Nikos Mavrogiannopoulos nmav@gnutls.org writes:
On 02/06/2011 12:08 AM, Niels Möller wrote:
It remains to see how much table space and/or assembly hacking is needed to get reasonable performance.
There is a special instruction for that on new intel and AMD CPUs... http://software.intel.com/en-us/articles/intel-carry-less-multiplication-ins... http://en.wikipedia.org/wiki/CLMUL_instruction_set
Interesting. I haven't played with any such special instructions (even if it ought to make a bit of difference also for aes).
Anyway, I've been hacking a bit on the C-implementation over the day, and the galois hashing (gmac) is now 18 times(!) faster.

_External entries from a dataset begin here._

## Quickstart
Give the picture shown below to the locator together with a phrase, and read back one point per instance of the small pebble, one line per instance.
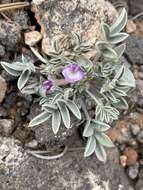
(6, 127)
(135, 129)
(131, 155)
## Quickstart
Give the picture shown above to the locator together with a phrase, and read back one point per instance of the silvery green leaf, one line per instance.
(120, 49)
(30, 89)
(128, 78)
(39, 119)
(119, 73)
(24, 77)
(56, 98)
(122, 104)
(106, 113)
(84, 62)
(72, 107)
(111, 96)
(120, 23)
(65, 114)
(90, 146)
(103, 139)
(48, 105)
(67, 93)
(109, 53)
(56, 45)
(100, 152)
(31, 67)
(101, 45)
(101, 126)
(118, 38)
(77, 38)
(88, 130)
(38, 55)
(13, 69)
(106, 30)
(24, 60)
(118, 92)
(56, 121)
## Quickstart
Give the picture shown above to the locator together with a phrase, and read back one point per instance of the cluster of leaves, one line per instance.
(111, 78)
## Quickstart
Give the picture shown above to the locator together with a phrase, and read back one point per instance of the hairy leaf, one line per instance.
(120, 49)
(39, 119)
(100, 152)
(73, 108)
(24, 77)
(101, 125)
(13, 69)
(106, 30)
(56, 121)
(65, 114)
(90, 146)
(119, 23)
(118, 38)
(88, 129)
(109, 53)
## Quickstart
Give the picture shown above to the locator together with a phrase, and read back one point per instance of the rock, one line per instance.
(6, 127)
(44, 134)
(10, 35)
(32, 144)
(21, 18)
(3, 88)
(37, 2)
(32, 38)
(140, 137)
(11, 155)
(123, 160)
(131, 155)
(133, 171)
(83, 174)
(139, 85)
(134, 50)
(135, 128)
(2, 51)
(69, 17)
(135, 7)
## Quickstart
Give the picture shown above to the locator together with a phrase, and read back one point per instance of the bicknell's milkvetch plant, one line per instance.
(65, 81)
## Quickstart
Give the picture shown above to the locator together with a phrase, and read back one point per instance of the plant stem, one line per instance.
(93, 97)
(85, 110)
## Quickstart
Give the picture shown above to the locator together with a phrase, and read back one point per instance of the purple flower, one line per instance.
(73, 73)
(48, 84)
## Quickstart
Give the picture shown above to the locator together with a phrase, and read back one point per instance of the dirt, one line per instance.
(18, 169)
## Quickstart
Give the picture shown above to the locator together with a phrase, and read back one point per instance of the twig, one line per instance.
(38, 154)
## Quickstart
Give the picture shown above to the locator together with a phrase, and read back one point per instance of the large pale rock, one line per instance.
(71, 172)
(3, 88)
(61, 19)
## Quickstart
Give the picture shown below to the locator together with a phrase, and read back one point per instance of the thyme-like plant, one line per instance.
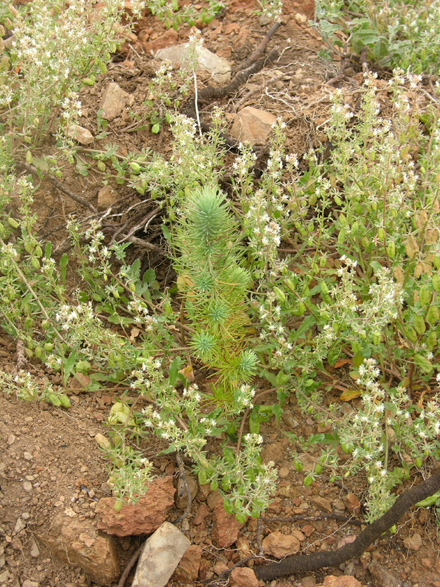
(214, 286)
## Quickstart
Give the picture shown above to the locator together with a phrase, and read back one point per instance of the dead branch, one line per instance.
(318, 560)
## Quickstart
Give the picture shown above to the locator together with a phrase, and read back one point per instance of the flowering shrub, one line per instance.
(397, 33)
(361, 282)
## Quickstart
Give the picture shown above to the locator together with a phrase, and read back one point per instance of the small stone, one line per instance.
(339, 505)
(244, 577)
(264, 20)
(344, 581)
(289, 420)
(19, 526)
(273, 452)
(202, 513)
(80, 134)
(170, 37)
(413, 542)
(243, 546)
(283, 472)
(34, 550)
(322, 504)
(352, 503)
(346, 540)
(219, 568)
(188, 568)
(382, 577)
(253, 126)
(299, 535)
(300, 18)
(160, 556)
(280, 545)
(114, 101)
(106, 197)
(181, 493)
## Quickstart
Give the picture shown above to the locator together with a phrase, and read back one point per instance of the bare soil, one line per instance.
(49, 454)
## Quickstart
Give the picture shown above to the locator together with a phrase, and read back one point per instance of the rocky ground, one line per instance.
(57, 524)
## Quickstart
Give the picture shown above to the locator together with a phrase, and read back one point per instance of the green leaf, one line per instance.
(63, 267)
(358, 359)
(41, 165)
(48, 250)
(377, 267)
(277, 412)
(307, 323)
(149, 276)
(174, 369)
(166, 233)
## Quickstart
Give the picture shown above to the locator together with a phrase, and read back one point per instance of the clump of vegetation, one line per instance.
(363, 285)
(399, 33)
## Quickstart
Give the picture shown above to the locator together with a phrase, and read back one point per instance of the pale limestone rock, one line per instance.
(280, 545)
(80, 134)
(252, 125)
(160, 556)
(114, 101)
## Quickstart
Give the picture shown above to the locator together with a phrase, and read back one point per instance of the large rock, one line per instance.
(344, 581)
(252, 126)
(217, 66)
(188, 569)
(114, 101)
(160, 556)
(143, 517)
(280, 545)
(78, 542)
(225, 528)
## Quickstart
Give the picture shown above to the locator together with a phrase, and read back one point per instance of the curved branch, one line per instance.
(311, 562)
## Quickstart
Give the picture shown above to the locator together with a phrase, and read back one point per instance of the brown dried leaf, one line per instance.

Summary of changes:
Original unoptimized code:
Algorithm mode Mbyte/s cycles/byte cycles/block gmac auth 1.49 829.83 13277.27
Optimized rshift, rewritten to use word-sized operations:
Algorithm mode Mbyte/s cycles/byte cycles/block gmac auth 4.62 268.14 4290.23
Optimized gf_mul, rewritten to use separate byte and bit loops:
Algorithm mode Mbyte/s cycles/byte cycles/block gmac auth 5.46 227.18 3634.90
Moved reduction into shift function:
Algorithm mode Mbyte/s cycles/byte cycles/block gmac auth 6.79 182.69 2923.02
Introduced 4-bit tables:
Algorithm mode Mbyte/s cycles/byte cycles/block gmac auth 27.14 45.68 730.82
Remaining tricks:
* Try 8-bit tables (which increases storage need a lot, the modest 4-bit tables need only 256 additional bytes per key, for gf_mul, and a 32-byte constant table for gf_shift. Extending to 8 bits makes both tables 16 times larger).
* See if it makes sense to write any assembler for the hashing function.
* Various smaller microoptimizations, like a public memxor-variant for when areas are known to be word-aligned. Or inline that xor:ing.
Regards, /Niels